Sanchos Esel

Vor dem Spiel ist nach dem Spiel: Der clásico

Vor dem Spiel:

Xavi Hernández hat in einem Interview in El País erzählt, wie er sich vor einem clásico im Bernabéu-Stadion fühlt: großartig. Ehrfurchtsvoll. Voller Lust auf grandioses Spektakel. Wenn ich die Aufregung um mich herum wahrnehme – auch am Freitagabend, als mehr als eine große Handvoll Sportjournalisten aus Spanien, Deutschland, Argentinien, Chile, Italien am selben Tresen einer Madrider Bar versammelt waren -, dann muss ich gestehen, dass ich mir den Xavi-Zustand kaum ausmalen kann. Allein die Masse des Publikums, die von den Rändern der riesigen Schüssel auf die Spieler niederschaut! Dann der Lärm, die Pfiffe, die Transparente! Als ich mich bei der Bernabéu-Tour einmal neben Pellegrinis Trainerbank stellte, um von dort aus den Blick zu genießen, bekam ich einen Schrecken. Das sieht der Mann bei jedem Heimspiel? So exponiert ist er dort? Der Arme! Vielen Dank. Das ist ein Beruf für Herzinfarktkandidaten. Deswegen glaube ich auch, dass Pep Guardiola uns – den Liebhabern des Fußballs im allgemeinen, den culés im besonderen – nicht ewig erhalten bleiben wird; ich fürchte, der Mann wird vom Fußballfeuer verzehrt und muss irgendwann abspringen. Aber das ist ein anderes Thema, und ich hoffe, es wird uns in den nächsten Jahren nicht beschäftigen. 

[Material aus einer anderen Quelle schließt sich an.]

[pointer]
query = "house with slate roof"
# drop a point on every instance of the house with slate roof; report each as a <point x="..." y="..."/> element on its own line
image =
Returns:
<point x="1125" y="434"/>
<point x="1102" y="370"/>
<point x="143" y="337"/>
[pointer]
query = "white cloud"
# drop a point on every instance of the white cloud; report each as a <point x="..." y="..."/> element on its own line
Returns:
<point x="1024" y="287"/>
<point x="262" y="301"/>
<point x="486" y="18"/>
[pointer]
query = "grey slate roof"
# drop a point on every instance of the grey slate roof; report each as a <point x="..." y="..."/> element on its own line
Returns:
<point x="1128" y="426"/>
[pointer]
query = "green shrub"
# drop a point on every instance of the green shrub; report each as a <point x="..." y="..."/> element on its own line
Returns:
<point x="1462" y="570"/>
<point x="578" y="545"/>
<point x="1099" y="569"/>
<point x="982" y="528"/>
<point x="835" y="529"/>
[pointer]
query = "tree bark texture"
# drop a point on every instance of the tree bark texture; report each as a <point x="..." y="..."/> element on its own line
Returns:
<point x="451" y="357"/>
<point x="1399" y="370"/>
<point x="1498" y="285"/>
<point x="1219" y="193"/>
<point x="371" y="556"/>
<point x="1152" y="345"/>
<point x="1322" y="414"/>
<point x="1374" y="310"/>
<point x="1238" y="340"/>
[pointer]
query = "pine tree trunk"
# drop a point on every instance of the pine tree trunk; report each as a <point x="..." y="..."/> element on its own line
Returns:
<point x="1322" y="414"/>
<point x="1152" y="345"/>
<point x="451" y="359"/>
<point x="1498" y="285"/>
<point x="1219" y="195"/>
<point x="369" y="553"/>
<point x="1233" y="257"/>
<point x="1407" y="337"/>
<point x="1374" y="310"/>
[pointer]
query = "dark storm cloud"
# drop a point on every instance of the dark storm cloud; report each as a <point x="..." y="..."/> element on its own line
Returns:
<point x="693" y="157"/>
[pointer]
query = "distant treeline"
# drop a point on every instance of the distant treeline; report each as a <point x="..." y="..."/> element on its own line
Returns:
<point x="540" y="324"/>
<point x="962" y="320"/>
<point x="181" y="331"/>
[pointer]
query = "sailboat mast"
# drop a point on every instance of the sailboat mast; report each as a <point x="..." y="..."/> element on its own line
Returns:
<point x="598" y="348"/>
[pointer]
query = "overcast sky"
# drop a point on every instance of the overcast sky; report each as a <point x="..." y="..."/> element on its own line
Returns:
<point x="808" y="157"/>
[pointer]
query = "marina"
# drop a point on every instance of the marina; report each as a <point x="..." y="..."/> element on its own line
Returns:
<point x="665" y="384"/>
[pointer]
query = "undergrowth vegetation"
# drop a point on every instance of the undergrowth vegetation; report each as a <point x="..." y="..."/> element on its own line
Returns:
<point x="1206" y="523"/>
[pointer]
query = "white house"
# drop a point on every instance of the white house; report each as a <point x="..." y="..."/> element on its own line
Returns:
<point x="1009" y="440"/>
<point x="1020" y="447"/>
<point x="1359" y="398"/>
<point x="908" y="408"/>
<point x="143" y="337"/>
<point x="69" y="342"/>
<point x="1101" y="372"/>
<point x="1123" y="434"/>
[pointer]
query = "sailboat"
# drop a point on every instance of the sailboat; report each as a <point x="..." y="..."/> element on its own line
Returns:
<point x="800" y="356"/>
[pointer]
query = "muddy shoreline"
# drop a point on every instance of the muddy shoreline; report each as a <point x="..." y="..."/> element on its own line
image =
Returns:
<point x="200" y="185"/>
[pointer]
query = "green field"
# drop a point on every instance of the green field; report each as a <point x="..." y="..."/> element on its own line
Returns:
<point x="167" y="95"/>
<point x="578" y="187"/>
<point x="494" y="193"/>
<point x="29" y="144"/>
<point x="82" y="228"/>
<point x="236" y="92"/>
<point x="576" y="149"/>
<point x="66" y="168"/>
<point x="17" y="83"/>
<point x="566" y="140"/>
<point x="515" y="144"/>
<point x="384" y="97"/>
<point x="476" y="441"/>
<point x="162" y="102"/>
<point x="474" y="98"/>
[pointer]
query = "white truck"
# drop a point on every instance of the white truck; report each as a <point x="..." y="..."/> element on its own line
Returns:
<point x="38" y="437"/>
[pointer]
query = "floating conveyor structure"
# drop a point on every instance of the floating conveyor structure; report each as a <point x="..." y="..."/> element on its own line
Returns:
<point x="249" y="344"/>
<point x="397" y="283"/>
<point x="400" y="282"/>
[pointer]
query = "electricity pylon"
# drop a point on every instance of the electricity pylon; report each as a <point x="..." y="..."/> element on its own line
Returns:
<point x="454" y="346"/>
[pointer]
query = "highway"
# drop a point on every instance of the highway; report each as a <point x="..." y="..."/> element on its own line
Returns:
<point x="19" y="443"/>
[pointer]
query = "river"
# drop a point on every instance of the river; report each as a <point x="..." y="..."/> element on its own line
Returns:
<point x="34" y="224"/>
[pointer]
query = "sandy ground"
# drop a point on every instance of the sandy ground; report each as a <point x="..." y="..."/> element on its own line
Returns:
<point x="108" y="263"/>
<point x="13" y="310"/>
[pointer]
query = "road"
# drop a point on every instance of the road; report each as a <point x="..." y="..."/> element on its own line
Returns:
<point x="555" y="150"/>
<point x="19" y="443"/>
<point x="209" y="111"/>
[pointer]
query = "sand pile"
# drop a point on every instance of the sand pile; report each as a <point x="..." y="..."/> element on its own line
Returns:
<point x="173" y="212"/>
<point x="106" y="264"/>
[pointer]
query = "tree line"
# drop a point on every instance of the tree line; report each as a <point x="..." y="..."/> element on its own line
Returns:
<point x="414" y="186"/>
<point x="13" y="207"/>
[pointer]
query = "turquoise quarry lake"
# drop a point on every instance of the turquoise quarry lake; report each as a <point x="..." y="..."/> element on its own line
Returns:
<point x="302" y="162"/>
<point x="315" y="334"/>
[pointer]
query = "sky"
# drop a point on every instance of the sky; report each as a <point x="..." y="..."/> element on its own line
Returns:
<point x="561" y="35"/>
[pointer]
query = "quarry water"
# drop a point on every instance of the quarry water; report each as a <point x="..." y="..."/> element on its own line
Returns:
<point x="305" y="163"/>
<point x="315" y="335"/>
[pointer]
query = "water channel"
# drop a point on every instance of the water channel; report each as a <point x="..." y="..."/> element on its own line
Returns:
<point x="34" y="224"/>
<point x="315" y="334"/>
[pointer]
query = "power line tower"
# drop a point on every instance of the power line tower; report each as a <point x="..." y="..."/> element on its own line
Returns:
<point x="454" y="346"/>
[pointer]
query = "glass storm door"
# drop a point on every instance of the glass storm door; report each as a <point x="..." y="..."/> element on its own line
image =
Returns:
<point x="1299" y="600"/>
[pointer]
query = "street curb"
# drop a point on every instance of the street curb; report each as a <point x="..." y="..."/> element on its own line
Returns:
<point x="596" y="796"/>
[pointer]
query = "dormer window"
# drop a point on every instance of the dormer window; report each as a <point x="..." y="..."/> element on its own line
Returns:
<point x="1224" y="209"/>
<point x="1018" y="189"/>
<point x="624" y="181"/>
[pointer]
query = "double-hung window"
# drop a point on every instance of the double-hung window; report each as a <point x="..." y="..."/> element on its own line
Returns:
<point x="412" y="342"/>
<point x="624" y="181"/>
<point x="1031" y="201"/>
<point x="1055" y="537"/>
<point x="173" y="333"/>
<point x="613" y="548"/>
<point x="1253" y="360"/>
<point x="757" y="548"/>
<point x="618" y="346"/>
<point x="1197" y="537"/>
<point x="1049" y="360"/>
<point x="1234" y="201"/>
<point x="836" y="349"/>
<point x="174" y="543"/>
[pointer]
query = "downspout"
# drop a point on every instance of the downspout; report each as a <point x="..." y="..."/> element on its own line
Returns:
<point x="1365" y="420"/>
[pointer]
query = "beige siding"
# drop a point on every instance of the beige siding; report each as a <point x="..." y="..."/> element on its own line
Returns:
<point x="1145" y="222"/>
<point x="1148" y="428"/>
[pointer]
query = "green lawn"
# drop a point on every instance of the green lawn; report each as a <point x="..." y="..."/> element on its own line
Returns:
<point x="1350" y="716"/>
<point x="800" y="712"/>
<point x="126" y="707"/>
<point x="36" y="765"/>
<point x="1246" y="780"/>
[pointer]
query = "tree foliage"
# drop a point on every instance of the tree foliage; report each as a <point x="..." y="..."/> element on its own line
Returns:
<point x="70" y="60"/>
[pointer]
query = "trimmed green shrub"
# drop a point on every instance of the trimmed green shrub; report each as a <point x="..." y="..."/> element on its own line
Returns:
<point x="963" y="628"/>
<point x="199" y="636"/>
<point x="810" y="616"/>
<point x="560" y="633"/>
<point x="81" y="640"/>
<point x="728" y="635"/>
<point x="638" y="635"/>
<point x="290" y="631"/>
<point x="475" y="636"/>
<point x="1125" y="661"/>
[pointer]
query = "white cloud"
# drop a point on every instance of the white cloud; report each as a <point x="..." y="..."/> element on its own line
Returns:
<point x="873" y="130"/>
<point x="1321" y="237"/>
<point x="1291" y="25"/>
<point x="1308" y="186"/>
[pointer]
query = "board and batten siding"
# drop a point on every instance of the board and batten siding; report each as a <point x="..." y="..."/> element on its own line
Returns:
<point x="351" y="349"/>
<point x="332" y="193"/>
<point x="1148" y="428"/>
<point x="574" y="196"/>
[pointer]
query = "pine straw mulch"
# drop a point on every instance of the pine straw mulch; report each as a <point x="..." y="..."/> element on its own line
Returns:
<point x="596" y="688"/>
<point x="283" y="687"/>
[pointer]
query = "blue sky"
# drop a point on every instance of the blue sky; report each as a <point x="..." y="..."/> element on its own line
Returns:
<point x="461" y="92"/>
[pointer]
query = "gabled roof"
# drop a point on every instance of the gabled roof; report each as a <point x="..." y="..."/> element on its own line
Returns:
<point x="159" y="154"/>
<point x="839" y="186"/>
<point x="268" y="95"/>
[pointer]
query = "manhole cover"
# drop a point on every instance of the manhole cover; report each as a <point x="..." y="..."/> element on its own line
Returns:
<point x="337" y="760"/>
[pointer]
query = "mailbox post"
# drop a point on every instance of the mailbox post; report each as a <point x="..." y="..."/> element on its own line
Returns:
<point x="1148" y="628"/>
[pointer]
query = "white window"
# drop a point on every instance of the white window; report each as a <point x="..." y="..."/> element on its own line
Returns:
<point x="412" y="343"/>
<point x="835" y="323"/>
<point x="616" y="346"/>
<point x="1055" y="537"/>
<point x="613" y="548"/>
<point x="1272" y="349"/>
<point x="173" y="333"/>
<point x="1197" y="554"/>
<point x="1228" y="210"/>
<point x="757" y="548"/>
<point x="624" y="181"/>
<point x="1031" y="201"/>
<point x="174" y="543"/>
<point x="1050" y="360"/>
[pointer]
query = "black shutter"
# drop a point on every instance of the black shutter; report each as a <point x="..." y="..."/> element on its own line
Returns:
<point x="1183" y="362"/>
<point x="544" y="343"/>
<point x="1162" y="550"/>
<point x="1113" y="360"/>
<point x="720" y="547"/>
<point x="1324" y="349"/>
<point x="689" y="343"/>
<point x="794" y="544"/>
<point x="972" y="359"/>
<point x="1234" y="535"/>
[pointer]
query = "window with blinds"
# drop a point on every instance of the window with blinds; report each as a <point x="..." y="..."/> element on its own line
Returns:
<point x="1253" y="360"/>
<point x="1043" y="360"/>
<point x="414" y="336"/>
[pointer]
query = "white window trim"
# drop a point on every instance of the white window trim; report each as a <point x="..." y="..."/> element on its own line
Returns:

Noch ein paar andere Gedanken, bevor ich ins Stadion ziehe. Ich freue mich darauf, Xavi, Iniesta, Messi spielen zu sehen. Der Genussmensch in mir wird sogar würdigen können, wenn sie Tore gegen Real Madrid schießen. Dennoch täte es weh, was sonst? Natürlich hätte ich gern, sie stünden auf unserer Seite. Aber das wird in diesem Leben nicht mehr funktionieren. Schade. 

Schön sind aber auch die Tore von Pipita Higuaín. Sein Antritt. Sein Instinkt. Seine definición. Das alles ist schon außergewöhnlich. Und Xabi Alonso ist ebenfalls großartig. Und Sergio Ramos kann einen tollen Tag erwischen. Oder Marcelo, van der Vaart, Arbeloa. Was ihn betrifft, den Superstar, CR9, ich mag seinen tränenfeuchten Blick zum Himmel nach vergebenen Torchancen immer noch nicht und werde ihn nie mögen. Das ist nun einmal so. Unwiderruflich. Aber er spielt auf unserer Seite. Also soll er Tore für uns schießen, Tore vorbereiten, was auch immer, ob mit Pedalen oder ohne. Eine Befürchtung sucht mich allerdings immer wieder heim, seit Beginn der Saison. Sein Egoismus könnte unser Scheitern werden. Und wir müssen sehr, sehr gut sein, um Barcelonas Mannschaftsspiel zu übertreffen. 

Später hören wir uns. Jetzt sollten wir uns lockern und regelmäßig atmen. Ein, aus. Ein, aus. Sehen Sie? Es geht doch.

Nach dem Spiel:

Man darf über Fußballspiele nicht im Konjunktiv reden, wer das tut, hat das Spiel nicht begriffen. Ist Ihnen aufgefallen, dass sich kein Tenniskommentator Spekulationen darüber hingibt, was geschehen wäre, wenn dieser oder jener Ball nicht an der oberen Netzkante hängengeblieben wäre? Es sind natürlich auch viel zu viele Punkte, als dass die konkunktivische Sprache irgendeinen Sinn hätte. Also sage ich jetzt, nach dem clásico, nur, dass es schön wäre, wenn unser Pipita Higuaín endlich auch mal in den ganz wichtigen Spielen, den grandes citas, das Tor treffen würde. Das tut er nämlich nicht. Gegen Lyon nicht. Und gegen Barcelona nicht.

Ansonsten muss man wohl festhalten, dass die Partie nicht annähernd so gut war wie frühere clásicos. Dass Cristiano wieder zu egoistisch war und entsprechend viele Tränen in den Augen hatte. Himmel! Und dass – letztens – Xavi abermals der Held des Spiels war, und zwar konkurrenzlos. Beide Tore gingen auf seine Pässe zurück, und auch die beiden enormen Torchancen von Messi in der zweiten Halbzeit (Iker war glänzend bei der Fußabwehr) hat Xavi vorbereitet. Also ein Denkmal für ihn. Und gegen dieses Denkmal gelehnt, sitzend, trinke ich meinen Ardbeg.